Historically, adaptations of the systems used in the Rorschach method have also been made for the Zulliger due to the similarities between the two instruments (Hammarström & Grønnerød, 2023; Seitl et al., 2018). Additionally, the results presented by Villemor-Amaral et al. (2016), which compared the coding of responses from both tests applied to the same person, showed that the most significant and consistent correlations occurred in protocols with more than nine responses on the Zulliger. It was identified that very short protocols provide a limited sample of an individual’s performance on the test, weakening the analysis and conclusions about the examinee’s personality, as a reduced number of responses affects other variables of the instrument and compromises the validity of the results (Cárpio & Cubas Lugón, 2011; Grazziotin et al., 2023; Seitl et al., 2018; Villemor-Amaral et al., 2016).
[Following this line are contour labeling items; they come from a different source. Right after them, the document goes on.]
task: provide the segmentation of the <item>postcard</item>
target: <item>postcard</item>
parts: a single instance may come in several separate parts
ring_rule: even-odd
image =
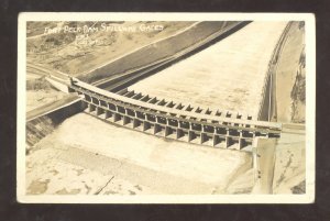
[[[314,202],[314,14],[23,12],[18,33],[19,202]]]

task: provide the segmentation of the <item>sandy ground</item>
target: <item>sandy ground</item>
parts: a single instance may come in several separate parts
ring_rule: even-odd
[[[211,110],[239,111],[256,119],[268,62],[285,25],[286,22],[248,24],[130,89]]]
[[[292,194],[292,188],[306,178],[306,134],[283,133],[276,145],[273,180],[274,194]]]
[[[79,113],[28,156],[26,189],[28,194],[223,194],[238,172],[250,166],[244,152],[167,141]]]
[[[304,45],[305,30],[299,29],[299,22],[294,22],[280,53],[276,70],[276,84],[278,87],[276,90],[277,120],[279,122],[292,122],[293,100],[290,93],[295,85]],[[302,114],[305,114],[304,109],[305,106],[298,107]]]
[[[46,103],[52,103],[67,95],[55,89],[47,90],[29,90],[26,91],[26,111],[31,111]]]

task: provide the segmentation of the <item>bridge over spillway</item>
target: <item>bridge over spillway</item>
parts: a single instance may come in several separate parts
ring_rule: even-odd
[[[86,112],[105,121],[166,139],[251,151],[255,137],[280,135],[282,124],[262,121],[261,115],[264,103],[267,106],[268,102],[265,100],[272,93],[268,69],[286,26],[286,22],[273,25],[253,22],[216,45],[116,92],[69,76],[53,75],[52,80],[63,90],[77,92],[82,98]],[[256,31],[260,32],[258,37],[251,35]],[[246,36],[250,38],[243,43]],[[191,77],[196,76],[196,68],[197,77]],[[204,88],[198,92],[199,100],[195,99],[196,96],[180,96],[183,99],[172,100],[170,95],[175,95],[177,87],[189,89],[190,78],[196,79],[198,88]],[[240,96],[242,90],[245,97]],[[216,104],[202,106],[204,101],[209,103],[209,99],[213,99]],[[244,104],[229,110],[228,107],[233,104],[228,102],[230,100]]]
[[[87,112],[100,119],[189,143],[242,150],[251,146],[254,137],[279,137],[282,129],[280,123],[243,120],[230,112],[193,108],[147,95],[118,95],[78,79],[72,80],[69,89],[81,96]]]

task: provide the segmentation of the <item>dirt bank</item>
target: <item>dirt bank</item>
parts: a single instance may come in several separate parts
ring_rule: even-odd
[[[276,69],[277,121],[305,122],[305,24],[293,22]]]
[[[40,63],[61,71],[77,75],[94,69],[116,57],[143,45],[174,34],[194,22],[29,22],[28,60]],[[102,25],[120,27],[162,25],[161,31],[119,32],[96,31],[82,33],[44,34],[45,29],[84,27],[102,30]]]
[[[26,188],[30,194],[217,194],[250,163],[243,152],[172,142],[79,113],[29,154]]]

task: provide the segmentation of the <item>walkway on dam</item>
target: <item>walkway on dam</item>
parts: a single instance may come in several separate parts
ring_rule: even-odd
[[[286,24],[252,22],[129,90],[211,110],[235,111],[257,120],[268,63]]]

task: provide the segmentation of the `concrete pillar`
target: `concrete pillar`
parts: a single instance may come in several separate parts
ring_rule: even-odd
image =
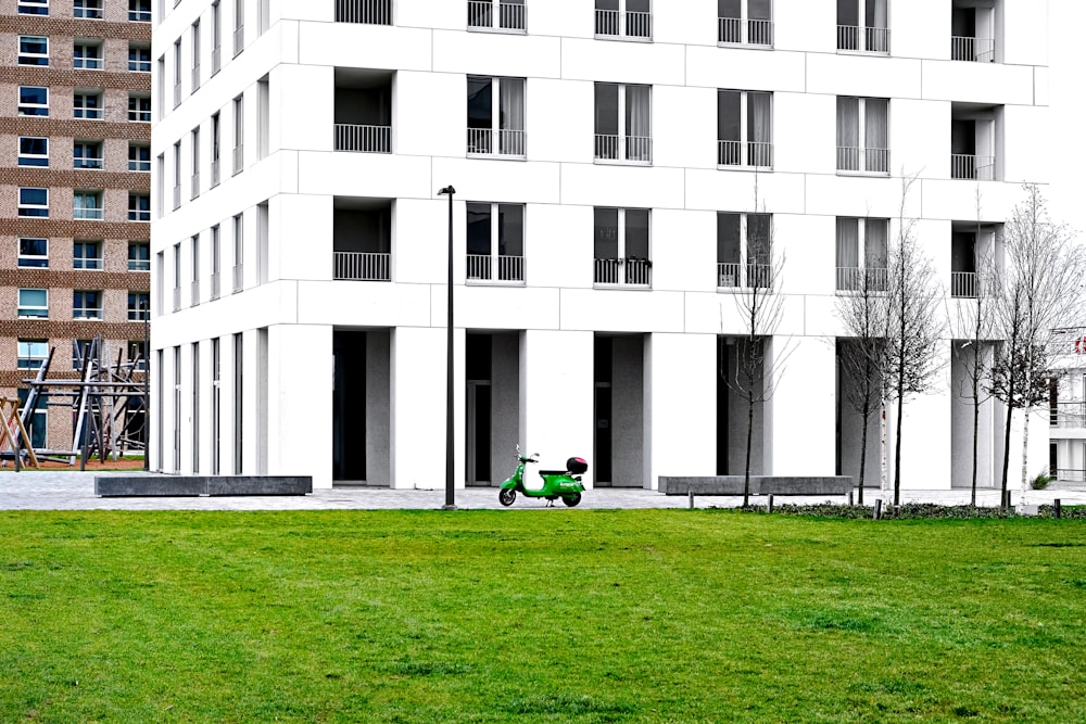
[[[773,475],[832,475],[836,471],[836,352],[815,336],[774,336],[767,373],[776,376],[766,403],[766,462]]]
[[[312,475],[314,488],[331,487],[331,325],[268,328],[267,390],[268,473]]]
[[[445,487],[445,329],[392,332],[392,487]],[[454,334],[454,481],[464,487],[464,330]]]
[[[717,336],[645,336],[645,482],[711,475],[717,465]]]
[[[540,468],[566,458],[589,461],[593,478],[593,380],[591,331],[527,330],[520,335],[520,449],[539,453]]]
Considering these findings and the fact that the Zulliger test contains only three cards, it was decided to increase the number of responses proposed in the R-PAS by adopting the procedure of requesting three to five responses per card. However, this raised two important issues: first, the need to establish new normative data with this new procedure, and second, the importance of verifying the validity of this new administration procedure. Thus, several studies have been conducted in recent years to achieve these objectives, such as the studies performed by Gonçalves et al. (2021), Gonçalves and Villemor-Amaral (2020), and Graziotin et al. (2023).
Gonçalves et al. (2021) sought validity evidence for the R-Optimized administration of the Zulliger test in a sample of 41 participants. Administration of the Zulliger and Rorschach tests were alternated between participants to minimize the influence of one test on the other. As a result, 25% of all the protocols administered were recoded by independent raters, with inter-rater reliability considered adequate to proceed with the analyses. The correlation between the coding of the two instruments showed satisfactory results, with some codes demonstrating improved associations compared to the existing literature, providing validity evidence for the R-Optimized application of the Zulliger test.
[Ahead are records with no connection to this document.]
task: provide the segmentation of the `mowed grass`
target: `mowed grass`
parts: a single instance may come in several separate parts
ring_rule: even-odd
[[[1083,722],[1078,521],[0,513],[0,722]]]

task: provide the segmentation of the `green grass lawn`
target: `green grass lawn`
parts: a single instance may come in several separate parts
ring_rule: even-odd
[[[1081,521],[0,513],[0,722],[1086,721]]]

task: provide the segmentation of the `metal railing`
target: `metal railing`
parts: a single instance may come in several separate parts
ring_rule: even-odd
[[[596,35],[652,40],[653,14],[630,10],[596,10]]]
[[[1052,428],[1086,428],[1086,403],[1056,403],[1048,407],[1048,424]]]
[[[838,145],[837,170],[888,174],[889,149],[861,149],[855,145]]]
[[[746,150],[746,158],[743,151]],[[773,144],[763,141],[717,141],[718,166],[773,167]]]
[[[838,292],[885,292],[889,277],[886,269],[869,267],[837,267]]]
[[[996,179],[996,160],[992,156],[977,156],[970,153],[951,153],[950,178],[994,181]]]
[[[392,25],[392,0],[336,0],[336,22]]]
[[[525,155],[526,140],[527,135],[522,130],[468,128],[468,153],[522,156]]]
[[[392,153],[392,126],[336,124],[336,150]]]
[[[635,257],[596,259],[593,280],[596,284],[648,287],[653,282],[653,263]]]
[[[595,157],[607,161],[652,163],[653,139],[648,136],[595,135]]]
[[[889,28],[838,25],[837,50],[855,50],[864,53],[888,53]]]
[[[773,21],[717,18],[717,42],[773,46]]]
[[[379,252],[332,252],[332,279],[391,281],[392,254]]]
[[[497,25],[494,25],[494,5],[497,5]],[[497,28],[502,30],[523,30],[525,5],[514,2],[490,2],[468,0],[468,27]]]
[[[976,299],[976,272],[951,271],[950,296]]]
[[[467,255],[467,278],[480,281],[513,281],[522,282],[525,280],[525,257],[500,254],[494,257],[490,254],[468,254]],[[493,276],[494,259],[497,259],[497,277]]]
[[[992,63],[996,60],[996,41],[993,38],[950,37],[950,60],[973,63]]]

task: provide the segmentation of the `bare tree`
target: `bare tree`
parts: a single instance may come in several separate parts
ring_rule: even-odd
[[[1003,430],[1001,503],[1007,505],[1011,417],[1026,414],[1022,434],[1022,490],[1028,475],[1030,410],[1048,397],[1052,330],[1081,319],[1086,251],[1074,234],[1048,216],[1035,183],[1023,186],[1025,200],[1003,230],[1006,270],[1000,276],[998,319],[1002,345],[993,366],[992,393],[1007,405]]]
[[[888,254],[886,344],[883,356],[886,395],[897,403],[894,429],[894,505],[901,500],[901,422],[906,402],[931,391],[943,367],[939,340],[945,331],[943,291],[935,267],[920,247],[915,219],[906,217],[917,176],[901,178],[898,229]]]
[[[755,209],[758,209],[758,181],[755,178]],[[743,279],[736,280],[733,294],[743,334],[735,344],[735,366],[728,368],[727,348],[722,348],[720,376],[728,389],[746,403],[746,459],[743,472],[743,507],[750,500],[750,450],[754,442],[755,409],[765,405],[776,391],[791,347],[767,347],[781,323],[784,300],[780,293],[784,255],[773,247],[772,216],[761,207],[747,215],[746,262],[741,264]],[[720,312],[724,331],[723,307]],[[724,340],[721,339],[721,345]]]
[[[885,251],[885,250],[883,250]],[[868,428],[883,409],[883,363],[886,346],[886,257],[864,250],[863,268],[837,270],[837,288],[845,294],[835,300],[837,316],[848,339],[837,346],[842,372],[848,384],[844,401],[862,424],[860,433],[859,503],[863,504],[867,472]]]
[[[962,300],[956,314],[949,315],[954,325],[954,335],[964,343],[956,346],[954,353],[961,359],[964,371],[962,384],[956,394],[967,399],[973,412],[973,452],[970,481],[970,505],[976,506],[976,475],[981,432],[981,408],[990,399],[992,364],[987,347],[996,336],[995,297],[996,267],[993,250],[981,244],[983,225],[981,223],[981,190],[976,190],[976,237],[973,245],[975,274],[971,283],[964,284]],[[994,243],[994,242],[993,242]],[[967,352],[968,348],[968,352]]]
In addition, Gonçalves and Villemor-Amaral (2020) conducted a study aimed at comparing the frequency of depression-related codes in the Zulliger test using the R-Optimized administration between a group of individuals with depression and a control group without diagnoses. The sample consisted of 86 participants, with 43 diagnosed with depression (88.0% female, with a mean age of 35.8 years) and 43 without diagnoses (84.4% female, with a mean age of 35.7 years). The results revealed statistically significant differences between the groups in variables such as mixed determinants, total achromatic color responses (C’), pure color responses (C), and special codes for morbid (MOR) and aggressive (AG) content. The authors concluded that the R-Optimized administration method of the Zulliger test provided deeper understanding on the functioning of individuals diagnosed with depression.
Finaly, the study conducted by Graziotin and Scortergana (2023), demonstrate the stability of the Zuliger-SC when using the R-optimized administration. However, the effects of requiring a higher number of responses in the test needed further scrutiny. Asking at least three responses per card would increase the minimum number of total responses in the protocol from three to nine, and the highest number of allowed responses to five would increase the maximum protocol number from 12 to 15.
Based on the results of the discussed studies, the question arose as to what extent requiring three and allowing five responses could increase distortion in the last responses given to each card, considering that this number exceeds the average number of responses typically given in the conventional application of the Zulliger. The concern raised was: “could encouraging a higher number of responses pathologize the results, leading to an increase in distorted form quality (FQ-)?” The FQ- indicator reflects that the examinee’s response shows an overly subjective and generally distorted perspective of reality (Ghirardello et al., 2020; Pignolo et al., 2021) which means higher pathology levels. Motivated by these issues, we aimed at investigating whether increasing the number of responses in the Zulliger test leads to an increase in distorted form responses.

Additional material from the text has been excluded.